Osteoarthritis of the shoulder joint: causes, symptoms and treatment methods

Shoulder arthrosis is a widespread chronic disease associated with damage to articular structures. The pathological process is accompanied by degenerative deformation of the articular surfaces. At this time, not only cartilage tissue, but also bone tissue is damaged. Pathology symptoms and treatment methods depend on the degree of joint damage.

The disease can develop without showing itself for several years. At some point, under the influence of negative factors (hypothermia, trauma, severe accompanying illness), the first signs of the disease appear. It is at this time that it is necessary to consult a doctor, because the fight against dystrophic changes in the cartilage is especially effective at the beginning of the disease.

shoulder arthrosis

Causes of shoulder arthrosis

The causes of degenerative-dystrophic joint tissue damage are numerous and diverse. Among them, injuries play a key role, so post-traumatic arthrosis of the shoulder joint is considered the most common form of pathology. It can also be provoked by mild but repeated damage to cartilaginous tissues.

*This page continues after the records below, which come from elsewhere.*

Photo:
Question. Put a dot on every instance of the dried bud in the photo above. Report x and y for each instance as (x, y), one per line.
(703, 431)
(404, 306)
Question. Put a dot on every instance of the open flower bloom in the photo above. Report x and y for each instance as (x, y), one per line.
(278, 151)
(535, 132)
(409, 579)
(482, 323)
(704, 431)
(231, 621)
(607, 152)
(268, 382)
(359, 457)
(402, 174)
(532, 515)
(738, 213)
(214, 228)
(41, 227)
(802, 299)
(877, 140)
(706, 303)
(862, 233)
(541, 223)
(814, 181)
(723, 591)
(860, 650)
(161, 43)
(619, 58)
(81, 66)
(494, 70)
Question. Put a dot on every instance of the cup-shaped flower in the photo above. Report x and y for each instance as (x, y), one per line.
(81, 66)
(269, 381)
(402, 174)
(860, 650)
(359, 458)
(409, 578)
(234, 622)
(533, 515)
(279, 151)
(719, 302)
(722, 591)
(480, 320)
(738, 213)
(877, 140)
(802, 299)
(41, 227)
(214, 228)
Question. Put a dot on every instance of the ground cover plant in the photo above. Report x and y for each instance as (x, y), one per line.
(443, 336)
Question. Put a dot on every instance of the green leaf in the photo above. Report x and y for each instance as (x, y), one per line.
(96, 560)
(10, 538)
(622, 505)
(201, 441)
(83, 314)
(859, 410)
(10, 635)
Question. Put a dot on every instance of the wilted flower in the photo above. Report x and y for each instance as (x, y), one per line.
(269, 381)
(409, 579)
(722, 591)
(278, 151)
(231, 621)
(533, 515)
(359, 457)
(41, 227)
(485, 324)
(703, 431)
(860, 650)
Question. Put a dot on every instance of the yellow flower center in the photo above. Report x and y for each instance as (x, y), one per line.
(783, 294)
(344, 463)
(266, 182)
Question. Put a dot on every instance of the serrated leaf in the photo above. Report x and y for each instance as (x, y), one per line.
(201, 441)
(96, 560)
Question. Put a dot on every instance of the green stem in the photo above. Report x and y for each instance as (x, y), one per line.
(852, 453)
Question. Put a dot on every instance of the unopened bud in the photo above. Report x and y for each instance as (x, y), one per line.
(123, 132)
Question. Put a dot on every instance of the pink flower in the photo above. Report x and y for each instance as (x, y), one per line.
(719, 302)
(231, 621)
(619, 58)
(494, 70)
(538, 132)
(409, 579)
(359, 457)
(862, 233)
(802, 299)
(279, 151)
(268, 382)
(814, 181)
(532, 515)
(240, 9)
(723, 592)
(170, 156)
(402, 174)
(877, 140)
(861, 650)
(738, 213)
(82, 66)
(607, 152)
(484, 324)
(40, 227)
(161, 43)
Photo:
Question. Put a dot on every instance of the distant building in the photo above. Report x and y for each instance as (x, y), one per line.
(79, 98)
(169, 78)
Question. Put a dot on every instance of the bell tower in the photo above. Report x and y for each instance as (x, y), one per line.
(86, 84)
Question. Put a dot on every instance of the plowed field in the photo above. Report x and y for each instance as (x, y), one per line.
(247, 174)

In addition, the disease can occur under the influence of the following pathological factors:

  1. Severe joint injuries: synovitis, gout, acute or chronic arthritis, aseptic necrosis of the humerus.
  2. Regular overloading of the joints. It is most often seen in volleyball, tennis, and basketball athletes.
  3. Congenital pathology of the shoulder joint.
  4. Endocrine diseases.
  5. Old age and old age.
  6. Overweight (obesity).
  7. Avitaminosis.
  8. Autoimmune lesions and weakening of the immune system.
  9. genetic predisposition.

Most of the patients are people engaged in monotonous physical labor. Therefore, arthrosis of the right shoulder joint is diagnosed more often than the left.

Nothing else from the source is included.